Author’s interview with think tank analyst, Brussels, 5 October 2010. 71

This new reinvention of the region (excluding the candidate countries Bulgaria, Romania and Slovenia) carried negative connotations for all of the countries concerned. Albania and Macedonia were already bound by agreements with the EU and hence “perceived the regional approach as a rather step backwards in their relations with Brussels, [while] Bosnia-Herzegovina and Croatia saw in this EU undertaking an attempt at reconstituting somehow a version of former Yugoslavia” (Fakiolas and Tzifakis, 2008 p.381). These two countries as countries which were not involved in warfare had signed agreements with the EU which contained exceptional conditions in relation to the regional stability, hence the respective governments expected to advance at a quicker pace than the rest of the region (For a detailed analysis of their agreements see Fierro, 2003). As a specific case, Croatia has traditionally since independence resisted accepting any association with the Balkan region or the other Yugoslav successors. According to Vlahutin (2004), “Croatia’s urge to distance itself from the underdeveloped and war-torn region [...] resulted from an assessment that inclusion in the Balkan grouping would necessarily drag Croatia down” (p.22).

In addition to its “collective dimension” the regional approach was also at the time of its launching considered as an inadequate mechanism of conditionality since it did not provide the basic incentive of the prospect of membership. “While refraining from extending the offer of membership, Brussels developed relations with the regional states both on an individual and collective basis” (Anastasakis and Bechev, 2003). Local experts have considered that the EU Regional Approach was vague with limited financial backing and most importantly offered no incentives to these countries to carry forward its main objectives (Uvalic, 2001). This has been a common critique in literature as to more recent periods of EU accession as well, in terms of “a fundamental commitment deficit: without a clear time frame regarding a future EU membership for the countries in the Western Balkans, the prospect of membership remains only an abstract possibility without palpable political implications” (Renner and Trauner, 2009 p.450).

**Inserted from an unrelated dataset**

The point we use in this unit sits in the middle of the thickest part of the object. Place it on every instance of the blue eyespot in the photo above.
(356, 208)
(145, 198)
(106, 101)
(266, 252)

This section has presented the contextual developments and literature’s take on the regional approach as the first monitoring and application of conditionality towards the region. It has presented the main elements of the regional approach, the context of its launching as well as the literature’s findings. Against this background, the following section will present the empirical analysis of the content of the reports on the case study countries in order to establish

whether there is any evident form of a minority policy conditionality developed in the period studied.